These are the questions for every data practitioner (Data analysts and scientists) under different categories: Beginner, Intermediate, and Advanced.
The goal of this competition is to provide a platform for individuals to learn, build and collaborate on innovative and impactful projects that address real-world challenges. Through this competition, participants will have the opportunity to develop their skills in areas such as programming, data analysis/science, and machine learning while also working collaboratively with others to create solutions that can make a positive difference in the world.
By the end of the competition, participants will have gained valuable experience, expanded their network, and contributed to the development of innovative projects that can help to address important societal issues.
- Excel
- SQL
- Python
- How do you use Excel to clean and transform messy data, including techniques like filtering, sorting, and text manipulation?

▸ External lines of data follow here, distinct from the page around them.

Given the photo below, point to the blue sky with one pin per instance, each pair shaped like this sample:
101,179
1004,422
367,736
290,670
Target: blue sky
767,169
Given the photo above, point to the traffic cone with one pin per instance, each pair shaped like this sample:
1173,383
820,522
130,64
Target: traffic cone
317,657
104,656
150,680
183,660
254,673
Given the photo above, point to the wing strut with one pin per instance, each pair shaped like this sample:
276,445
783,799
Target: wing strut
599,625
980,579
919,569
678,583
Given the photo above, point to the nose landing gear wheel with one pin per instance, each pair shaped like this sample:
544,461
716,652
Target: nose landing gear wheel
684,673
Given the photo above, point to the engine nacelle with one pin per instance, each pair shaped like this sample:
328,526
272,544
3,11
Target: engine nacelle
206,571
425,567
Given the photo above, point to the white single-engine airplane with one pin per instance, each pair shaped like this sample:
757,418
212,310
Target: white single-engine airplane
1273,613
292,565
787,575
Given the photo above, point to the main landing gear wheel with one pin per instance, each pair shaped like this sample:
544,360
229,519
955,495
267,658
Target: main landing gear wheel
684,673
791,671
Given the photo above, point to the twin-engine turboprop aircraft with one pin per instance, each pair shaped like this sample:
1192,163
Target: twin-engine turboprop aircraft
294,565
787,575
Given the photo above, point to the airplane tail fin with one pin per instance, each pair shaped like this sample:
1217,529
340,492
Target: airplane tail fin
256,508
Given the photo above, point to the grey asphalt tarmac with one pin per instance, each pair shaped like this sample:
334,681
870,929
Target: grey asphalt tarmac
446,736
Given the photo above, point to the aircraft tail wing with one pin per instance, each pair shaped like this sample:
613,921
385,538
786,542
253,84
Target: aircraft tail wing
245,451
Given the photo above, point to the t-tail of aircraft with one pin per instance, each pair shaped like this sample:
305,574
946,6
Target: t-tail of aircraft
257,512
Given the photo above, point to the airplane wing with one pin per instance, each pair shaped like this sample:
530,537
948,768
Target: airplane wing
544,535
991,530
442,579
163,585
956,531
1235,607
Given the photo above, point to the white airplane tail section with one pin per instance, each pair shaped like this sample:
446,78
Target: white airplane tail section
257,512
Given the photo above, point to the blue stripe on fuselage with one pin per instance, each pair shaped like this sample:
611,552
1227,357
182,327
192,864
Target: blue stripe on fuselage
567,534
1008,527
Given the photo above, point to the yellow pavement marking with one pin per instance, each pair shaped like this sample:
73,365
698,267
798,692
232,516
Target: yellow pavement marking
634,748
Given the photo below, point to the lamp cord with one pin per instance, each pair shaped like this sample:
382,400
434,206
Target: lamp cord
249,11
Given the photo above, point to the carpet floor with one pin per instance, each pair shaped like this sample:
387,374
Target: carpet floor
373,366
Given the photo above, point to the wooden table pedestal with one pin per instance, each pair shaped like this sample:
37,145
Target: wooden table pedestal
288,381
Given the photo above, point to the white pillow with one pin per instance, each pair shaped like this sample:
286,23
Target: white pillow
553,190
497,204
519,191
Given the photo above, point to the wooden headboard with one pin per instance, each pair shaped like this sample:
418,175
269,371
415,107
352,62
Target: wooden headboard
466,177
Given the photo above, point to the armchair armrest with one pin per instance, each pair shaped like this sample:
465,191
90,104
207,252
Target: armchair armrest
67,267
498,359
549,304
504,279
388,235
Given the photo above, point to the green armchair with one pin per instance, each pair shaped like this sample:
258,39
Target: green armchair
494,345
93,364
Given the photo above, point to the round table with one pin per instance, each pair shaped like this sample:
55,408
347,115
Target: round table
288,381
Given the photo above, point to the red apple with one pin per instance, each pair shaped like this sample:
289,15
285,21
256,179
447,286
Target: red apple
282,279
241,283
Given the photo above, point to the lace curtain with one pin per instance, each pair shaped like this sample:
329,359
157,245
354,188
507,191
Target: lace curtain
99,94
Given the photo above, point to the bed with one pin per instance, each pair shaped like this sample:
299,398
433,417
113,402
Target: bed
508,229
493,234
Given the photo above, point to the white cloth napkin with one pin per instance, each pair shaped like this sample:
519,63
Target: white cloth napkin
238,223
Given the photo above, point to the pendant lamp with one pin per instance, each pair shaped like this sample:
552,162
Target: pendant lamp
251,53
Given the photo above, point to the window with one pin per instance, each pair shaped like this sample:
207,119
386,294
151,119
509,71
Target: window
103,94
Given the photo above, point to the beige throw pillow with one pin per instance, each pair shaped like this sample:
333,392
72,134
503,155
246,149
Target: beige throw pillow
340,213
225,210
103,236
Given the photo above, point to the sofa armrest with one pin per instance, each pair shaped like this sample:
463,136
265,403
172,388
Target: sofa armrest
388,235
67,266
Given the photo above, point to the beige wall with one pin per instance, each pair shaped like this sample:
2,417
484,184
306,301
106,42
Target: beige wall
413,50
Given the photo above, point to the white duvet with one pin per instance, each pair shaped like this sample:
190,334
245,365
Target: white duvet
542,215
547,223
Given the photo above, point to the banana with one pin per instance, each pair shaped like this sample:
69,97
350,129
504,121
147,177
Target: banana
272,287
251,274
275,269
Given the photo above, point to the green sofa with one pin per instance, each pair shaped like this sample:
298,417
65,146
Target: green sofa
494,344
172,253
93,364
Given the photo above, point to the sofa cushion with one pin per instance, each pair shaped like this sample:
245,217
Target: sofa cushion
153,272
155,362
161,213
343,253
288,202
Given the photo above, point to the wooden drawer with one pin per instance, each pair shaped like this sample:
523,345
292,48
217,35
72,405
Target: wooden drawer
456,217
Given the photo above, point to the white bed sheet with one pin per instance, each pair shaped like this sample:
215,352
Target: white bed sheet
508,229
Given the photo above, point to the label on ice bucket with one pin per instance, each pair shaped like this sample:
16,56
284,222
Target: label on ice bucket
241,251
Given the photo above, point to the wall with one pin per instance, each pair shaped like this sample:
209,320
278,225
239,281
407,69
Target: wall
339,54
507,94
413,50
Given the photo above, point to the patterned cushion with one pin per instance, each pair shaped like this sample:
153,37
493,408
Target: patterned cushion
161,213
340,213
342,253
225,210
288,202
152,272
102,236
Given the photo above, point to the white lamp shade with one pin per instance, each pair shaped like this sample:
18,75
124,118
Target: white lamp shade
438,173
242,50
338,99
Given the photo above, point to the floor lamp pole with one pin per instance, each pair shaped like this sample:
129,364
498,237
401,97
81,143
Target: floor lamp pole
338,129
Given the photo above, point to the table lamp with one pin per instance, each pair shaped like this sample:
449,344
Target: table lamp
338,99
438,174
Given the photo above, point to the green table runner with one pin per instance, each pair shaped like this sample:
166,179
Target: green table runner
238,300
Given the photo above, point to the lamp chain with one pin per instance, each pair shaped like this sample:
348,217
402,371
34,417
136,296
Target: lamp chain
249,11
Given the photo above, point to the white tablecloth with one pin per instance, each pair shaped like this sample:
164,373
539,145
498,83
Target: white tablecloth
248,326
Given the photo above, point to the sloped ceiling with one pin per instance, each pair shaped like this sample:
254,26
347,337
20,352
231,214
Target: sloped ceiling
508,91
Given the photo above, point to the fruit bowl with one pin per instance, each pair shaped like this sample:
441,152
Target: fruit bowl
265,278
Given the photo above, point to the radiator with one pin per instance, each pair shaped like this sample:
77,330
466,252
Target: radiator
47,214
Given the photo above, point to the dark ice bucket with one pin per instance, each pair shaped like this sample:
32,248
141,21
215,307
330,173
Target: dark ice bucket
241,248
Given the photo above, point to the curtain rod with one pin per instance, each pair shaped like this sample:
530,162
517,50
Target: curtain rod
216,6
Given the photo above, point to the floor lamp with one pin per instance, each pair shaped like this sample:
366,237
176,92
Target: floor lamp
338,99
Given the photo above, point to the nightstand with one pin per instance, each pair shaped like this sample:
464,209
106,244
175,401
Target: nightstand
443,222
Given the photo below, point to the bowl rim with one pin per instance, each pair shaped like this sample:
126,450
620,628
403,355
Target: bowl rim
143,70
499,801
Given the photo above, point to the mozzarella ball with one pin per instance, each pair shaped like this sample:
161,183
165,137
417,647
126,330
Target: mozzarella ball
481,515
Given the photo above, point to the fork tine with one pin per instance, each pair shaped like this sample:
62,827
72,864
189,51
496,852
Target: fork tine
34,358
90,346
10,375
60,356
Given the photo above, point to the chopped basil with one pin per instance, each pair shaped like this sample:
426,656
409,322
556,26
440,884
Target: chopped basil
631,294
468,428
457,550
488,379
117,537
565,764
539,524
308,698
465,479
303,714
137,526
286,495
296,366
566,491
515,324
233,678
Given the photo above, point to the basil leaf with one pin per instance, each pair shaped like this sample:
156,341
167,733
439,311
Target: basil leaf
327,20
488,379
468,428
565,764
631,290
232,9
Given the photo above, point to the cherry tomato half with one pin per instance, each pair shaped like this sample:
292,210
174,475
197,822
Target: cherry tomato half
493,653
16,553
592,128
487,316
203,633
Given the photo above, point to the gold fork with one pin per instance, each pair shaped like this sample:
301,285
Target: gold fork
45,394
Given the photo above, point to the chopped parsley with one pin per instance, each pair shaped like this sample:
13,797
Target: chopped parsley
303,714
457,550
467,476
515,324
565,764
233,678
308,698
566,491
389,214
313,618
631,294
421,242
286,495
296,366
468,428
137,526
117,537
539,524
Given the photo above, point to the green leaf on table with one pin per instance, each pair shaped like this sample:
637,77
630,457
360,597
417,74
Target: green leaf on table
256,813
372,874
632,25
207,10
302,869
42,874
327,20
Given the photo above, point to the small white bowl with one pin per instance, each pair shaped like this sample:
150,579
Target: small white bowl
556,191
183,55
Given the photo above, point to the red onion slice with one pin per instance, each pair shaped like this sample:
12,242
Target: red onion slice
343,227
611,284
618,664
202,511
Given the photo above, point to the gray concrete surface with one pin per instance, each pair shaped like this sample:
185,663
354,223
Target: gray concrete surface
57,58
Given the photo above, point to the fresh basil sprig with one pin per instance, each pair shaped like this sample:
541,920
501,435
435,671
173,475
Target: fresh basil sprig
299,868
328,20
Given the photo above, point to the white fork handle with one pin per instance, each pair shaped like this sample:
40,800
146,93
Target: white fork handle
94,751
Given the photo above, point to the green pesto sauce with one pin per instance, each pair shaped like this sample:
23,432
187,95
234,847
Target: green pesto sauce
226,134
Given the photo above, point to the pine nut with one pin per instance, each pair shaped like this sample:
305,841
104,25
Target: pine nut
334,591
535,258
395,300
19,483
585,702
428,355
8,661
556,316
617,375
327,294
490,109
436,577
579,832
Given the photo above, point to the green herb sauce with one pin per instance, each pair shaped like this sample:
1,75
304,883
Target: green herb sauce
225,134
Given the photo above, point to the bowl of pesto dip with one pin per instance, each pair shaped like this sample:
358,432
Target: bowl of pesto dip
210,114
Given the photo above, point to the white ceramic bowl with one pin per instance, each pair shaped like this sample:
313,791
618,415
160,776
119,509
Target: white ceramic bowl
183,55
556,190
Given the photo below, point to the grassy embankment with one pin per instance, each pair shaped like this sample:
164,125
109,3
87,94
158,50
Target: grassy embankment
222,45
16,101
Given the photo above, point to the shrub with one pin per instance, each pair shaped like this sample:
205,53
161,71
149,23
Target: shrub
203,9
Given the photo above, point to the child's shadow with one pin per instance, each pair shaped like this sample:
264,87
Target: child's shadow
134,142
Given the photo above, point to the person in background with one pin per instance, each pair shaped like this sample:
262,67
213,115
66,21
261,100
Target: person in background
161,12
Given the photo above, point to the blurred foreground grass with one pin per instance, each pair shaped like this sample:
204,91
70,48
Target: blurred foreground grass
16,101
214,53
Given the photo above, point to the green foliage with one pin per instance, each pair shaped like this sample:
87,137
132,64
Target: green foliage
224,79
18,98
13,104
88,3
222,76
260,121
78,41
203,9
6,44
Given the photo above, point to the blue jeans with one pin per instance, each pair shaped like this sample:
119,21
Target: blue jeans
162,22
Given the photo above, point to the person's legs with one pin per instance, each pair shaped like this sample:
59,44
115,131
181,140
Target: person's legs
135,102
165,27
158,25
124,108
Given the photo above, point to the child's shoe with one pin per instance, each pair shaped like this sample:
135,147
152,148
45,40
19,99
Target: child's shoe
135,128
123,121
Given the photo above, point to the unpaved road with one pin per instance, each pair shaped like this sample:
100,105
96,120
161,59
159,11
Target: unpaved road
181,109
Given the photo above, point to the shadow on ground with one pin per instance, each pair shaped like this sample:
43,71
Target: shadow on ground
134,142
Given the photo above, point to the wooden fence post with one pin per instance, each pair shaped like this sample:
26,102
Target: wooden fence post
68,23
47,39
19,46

- Can you explain the concept of data validation in Excel and describe some techniques for enforcing data integrity and preventing errors?
- How would you use Excel to build and analyze pivot tables and charts, including techniques for summarizing and aggregating data?
- Can you explain the basic concepts of relational databases and SQL and describe how they are used to store and retrieve data?
- How do you use SQL to create and modify database objects like tables, views, indexes, and stored procedures?
- How do you write basic SQL queries to extract data from a database, including techniques like filtering, sorting, and grouping data?
- How do you use Python libraries like NumPy and Pandas to preprocess and manipulate data for machine learning applications?
- How would you load and preprocess a large dataset in Python using libraries like Pandas and NumPy, and what techniques would you use to clean and transform the data?
- Exploratory Data Analysis for Customer Sales: Conduct exploratory data analysis on a customer sales dataset, identifying trends, patterns, and insights to inform business decision-making. This could involve using statistical analysis techniques, data visualization, and hypothesis testing.
- Predicting House Prices: Develop a machine learning model to predict house prices based on features like location, square footage, and number of bedrooms/bathrooms. This could involve data cleaning, feature engineering, model selection, and evaluation metrics.
- Create a new branch or fork this repo, your answers to the theory questions should be in a readme or txt file.
- The solutions to the hands-on can be created in the repository too.
- Create a pull request when you are ready to submit.